Rambut keperakan Cello diikat rapi ke belakang, memperlihatkan tengkuk lehernya yang anggun di bawah cahaya pagi yang lembut. Aston berhenti sejenak, membiarkan dirinya menikmati pemandangan itu. Ada sesuatu yang berbeda dari Cello saat dia tidak berada di tengah hiruk-pikuk pekerjaannya—ketenangan dan kecantikan yang natural, jauh dari suasana serius dalam ruangan penyembuhannya.
Tapi kemudian, seolah sadar dari lamunan, Cello menoleh. Matanya menangkap tatapan Aston, alisnya sedikit berkerut dengan senyum tipis di wajahnya. “Aston?” Dia memanggilnya dengan nada yang biasa, tapi penuh perhatian.
Aston segera mengangkat tangan, tersenyum iseng, seperti seorang anak kecil yang ketahuan sedang mengintip sesuatu. “Ya, ya... maaf membuatmu menunggu,” katanya sambil berjalan mendekat, menyelipkan seulas senyum kikuk.
“Jadi?” tanya Cello, sedikit menaikkan alis. “Kita tetap jadi pergi keluar, kan?”

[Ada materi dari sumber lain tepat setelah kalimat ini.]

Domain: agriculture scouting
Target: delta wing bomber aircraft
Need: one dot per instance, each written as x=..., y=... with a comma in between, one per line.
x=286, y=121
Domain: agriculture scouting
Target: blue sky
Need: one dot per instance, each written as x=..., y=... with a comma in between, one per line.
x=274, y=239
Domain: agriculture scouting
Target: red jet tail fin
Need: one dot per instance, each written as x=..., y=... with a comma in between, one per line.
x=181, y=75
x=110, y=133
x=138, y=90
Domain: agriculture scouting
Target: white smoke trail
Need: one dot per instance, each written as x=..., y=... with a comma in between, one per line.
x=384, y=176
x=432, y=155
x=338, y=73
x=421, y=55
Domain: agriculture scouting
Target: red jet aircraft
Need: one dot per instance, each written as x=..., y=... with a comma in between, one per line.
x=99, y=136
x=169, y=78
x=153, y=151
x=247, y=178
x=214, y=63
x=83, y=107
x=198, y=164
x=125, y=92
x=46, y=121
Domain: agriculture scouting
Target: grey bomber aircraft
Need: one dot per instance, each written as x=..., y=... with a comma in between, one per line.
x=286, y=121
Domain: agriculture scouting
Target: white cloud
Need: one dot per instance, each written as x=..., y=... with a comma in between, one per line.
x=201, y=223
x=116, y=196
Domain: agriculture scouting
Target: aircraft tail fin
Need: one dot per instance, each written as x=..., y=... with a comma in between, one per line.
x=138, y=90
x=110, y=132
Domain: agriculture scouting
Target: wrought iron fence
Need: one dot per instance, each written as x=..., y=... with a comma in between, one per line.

Aston menggaruk kepalanya yang tidak gatal, mengalihkan pandangannya sesaat ke arah langit yang cerah. “Sebenarnya… sepertinya aku tidak bisa. Valhalla menyeretku ke beberapa urusan tambahan. Kau tahu bagaimana dia, selalu tenggelam dalam pekerjaannya. Mungkin kita lakukan lain kali, ya? Dengan Valhalla sekalian.”

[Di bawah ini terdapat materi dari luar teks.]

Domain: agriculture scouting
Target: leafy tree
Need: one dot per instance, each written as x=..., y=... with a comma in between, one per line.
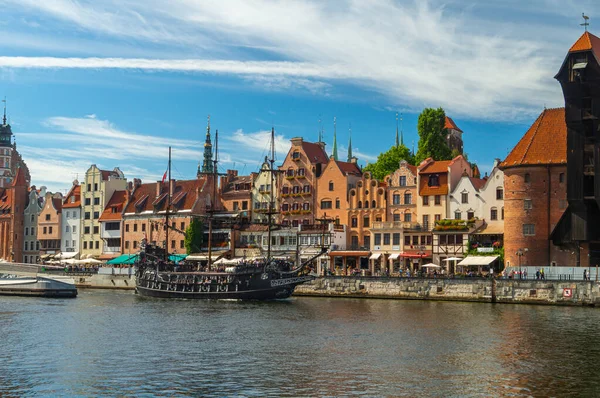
x=432, y=138
x=194, y=235
x=388, y=162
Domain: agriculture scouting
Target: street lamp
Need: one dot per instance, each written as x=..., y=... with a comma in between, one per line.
x=520, y=253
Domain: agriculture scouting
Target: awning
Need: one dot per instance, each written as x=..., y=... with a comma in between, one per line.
x=127, y=259
x=478, y=260
x=68, y=255
x=177, y=257
x=491, y=229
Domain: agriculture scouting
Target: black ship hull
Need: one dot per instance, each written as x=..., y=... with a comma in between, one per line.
x=241, y=287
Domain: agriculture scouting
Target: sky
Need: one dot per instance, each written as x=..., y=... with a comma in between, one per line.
x=116, y=82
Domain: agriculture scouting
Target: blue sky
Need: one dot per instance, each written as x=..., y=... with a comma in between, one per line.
x=116, y=82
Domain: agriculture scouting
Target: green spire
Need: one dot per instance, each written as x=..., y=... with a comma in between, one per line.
x=350, y=146
x=397, y=136
x=334, y=139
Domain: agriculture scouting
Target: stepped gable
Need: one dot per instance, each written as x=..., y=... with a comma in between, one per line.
x=544, y=143
x=348, y=168
x=314, y=152
x=114, y=207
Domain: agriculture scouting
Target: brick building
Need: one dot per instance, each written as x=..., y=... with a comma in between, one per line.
x=35, y=204
x=50, y=225
x=302, y=167
x=145, y=211
x=111, y=225
x=334, y=186
x=12, y=203
x=236, y=193
x=535, y=193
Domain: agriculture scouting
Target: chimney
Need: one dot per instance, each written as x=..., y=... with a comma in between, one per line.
x=297, y=141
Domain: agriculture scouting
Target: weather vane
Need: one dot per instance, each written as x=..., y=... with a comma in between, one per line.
x=585, y=23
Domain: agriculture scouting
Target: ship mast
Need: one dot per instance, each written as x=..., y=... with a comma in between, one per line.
x=271, y=196
x=212, y=200
x=166, y=256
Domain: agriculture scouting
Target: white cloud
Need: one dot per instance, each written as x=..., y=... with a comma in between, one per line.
x=424, y=53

Seperti yang Aston duga, Cello hanya tersenyum lembut. Meskipun Aston melihat sedikit kekecewaan dalam tatapan Cello, perempuan itu segera menutupi perasaannya dengan ekspresi penuh pengertian. Dia menarik napas pelan, lalu tersenyum simpul, “Aku sudah menduganya. Valhalla memang tak pernah tahu kapan harus berhenti.” Dia menghela napas ringan, lalu menambahkan dengan senyum penuh kasih, “Jangan lupa beritahu dia untuk minum air putih, ya?”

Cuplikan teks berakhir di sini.